On 1/15/24 21:42, Konstantin Knizhnik wrote:
> 
> On 15/01/2024 5:08 pm, Tomas Vondra wrote:
>>
>> My patch does not care about prefetching internal index pages. Yes, it's
>> a limitation, but my assumption is the internal pages are maybe 0.1% of
>> the index, and typically very hot / cached. Yes, if the index is not
>> used very often, this may be untrue. But I consider it a possible future
>> improvement, for some other patch. FWIW there's a prefetching patch for
>> inserts into indexes (which only prefetches just the index leaf pages).
> 
> We have to prefetch pages at height-1 level (parents of leave pages) for
> IOS because otherwise prefetch pipeline is broken at each transition to
> next leave page.
> When we start with new leave patch we have to fill prefetch ring from
> the scratch which certainly has negative impact on performance.
> 

By "broken" you mean that you prefetch items only from a single leaf
page, so immediately after reading the next one nothing is prefetched.
Correct? Yeah, I had this problem initially too, when I did the
prefetching in the index AM code. One of the reasons why it got moved to
the executor.

> 
>> Not sure I understand what this is about. The patch simply calls the
>> index AM function index_getnext_tid() enough times to fill the prefetch
>> queue. It does not prefetch the next index leaf page, it however does
>> prefetch the heap pages. It does not "stall" at the boundary of the
>> index leaf page, or something.
> 
> Ok, now I fully understand your approach.
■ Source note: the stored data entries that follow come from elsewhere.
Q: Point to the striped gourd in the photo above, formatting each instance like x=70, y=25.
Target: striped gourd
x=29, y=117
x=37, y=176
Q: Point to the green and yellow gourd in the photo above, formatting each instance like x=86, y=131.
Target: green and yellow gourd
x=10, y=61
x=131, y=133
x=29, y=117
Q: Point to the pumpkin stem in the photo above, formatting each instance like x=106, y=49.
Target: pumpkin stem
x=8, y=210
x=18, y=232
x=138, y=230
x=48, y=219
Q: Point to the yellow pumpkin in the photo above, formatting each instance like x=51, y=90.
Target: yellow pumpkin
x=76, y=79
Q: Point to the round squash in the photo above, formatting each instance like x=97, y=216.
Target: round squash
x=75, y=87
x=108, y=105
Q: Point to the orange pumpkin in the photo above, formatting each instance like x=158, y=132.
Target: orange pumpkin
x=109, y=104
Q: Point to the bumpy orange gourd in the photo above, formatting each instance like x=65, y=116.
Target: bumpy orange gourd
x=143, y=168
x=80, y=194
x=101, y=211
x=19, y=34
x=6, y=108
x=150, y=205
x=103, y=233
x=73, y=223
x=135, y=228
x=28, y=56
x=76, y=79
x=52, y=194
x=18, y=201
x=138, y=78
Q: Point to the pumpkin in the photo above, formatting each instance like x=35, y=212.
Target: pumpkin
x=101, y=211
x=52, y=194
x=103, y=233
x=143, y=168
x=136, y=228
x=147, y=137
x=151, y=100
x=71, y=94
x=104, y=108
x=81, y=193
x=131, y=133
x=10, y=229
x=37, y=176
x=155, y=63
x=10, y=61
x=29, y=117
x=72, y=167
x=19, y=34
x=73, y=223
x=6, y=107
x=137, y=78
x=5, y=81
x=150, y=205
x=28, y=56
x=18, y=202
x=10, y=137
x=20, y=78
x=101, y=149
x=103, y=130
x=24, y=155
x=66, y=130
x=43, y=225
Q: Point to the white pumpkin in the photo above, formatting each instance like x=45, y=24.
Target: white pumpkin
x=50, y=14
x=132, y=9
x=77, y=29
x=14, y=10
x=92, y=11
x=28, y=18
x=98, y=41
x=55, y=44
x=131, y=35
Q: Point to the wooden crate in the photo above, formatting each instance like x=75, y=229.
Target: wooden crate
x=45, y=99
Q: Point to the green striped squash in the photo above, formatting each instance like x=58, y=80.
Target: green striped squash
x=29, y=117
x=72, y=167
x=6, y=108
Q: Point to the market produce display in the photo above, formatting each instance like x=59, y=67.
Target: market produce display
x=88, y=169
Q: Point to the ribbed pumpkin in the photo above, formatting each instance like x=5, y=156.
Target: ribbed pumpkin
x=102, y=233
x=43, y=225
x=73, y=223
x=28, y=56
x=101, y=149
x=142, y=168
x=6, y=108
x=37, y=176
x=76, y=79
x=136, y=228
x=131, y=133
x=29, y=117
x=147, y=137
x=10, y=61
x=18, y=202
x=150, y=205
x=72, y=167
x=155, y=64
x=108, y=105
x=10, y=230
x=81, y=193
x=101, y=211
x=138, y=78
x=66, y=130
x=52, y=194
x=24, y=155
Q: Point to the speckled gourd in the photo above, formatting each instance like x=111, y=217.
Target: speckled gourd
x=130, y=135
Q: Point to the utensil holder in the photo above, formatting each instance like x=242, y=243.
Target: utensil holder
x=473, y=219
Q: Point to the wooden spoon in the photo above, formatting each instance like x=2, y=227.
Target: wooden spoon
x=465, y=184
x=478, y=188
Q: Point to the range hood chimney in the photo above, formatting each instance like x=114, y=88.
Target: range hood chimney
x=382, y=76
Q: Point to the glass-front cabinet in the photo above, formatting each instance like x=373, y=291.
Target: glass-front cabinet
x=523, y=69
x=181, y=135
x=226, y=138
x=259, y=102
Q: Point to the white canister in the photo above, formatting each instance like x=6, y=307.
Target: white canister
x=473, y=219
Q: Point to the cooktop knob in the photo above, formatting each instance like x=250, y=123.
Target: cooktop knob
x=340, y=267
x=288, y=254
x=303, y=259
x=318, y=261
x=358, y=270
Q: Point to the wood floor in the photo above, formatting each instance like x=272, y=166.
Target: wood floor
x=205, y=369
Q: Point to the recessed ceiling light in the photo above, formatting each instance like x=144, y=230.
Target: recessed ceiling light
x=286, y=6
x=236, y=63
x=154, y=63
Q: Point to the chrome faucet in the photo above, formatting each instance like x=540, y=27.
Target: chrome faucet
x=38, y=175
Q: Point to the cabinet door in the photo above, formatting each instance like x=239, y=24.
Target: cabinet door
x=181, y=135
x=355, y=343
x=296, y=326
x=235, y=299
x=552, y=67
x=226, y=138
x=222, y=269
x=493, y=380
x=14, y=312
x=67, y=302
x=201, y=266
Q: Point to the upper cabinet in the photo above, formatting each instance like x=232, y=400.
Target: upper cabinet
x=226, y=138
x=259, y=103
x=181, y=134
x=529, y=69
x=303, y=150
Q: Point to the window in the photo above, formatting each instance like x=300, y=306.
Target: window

Looks really elegant and works
> for all indexes.
> There is still issue with IOS and seqscan.
> 

Not sure. For seqscan, I think this has nothing to do with it. Postgres
relies on read-ahad to do the work - of course, if that doesn't work
(e.g. for async/direct I/O that'd be the case), an improvement will be
needed. But it's unrelated to this patch, and I'm certainly not saying
this patch does that. I think Thomas/Andres did some work on that.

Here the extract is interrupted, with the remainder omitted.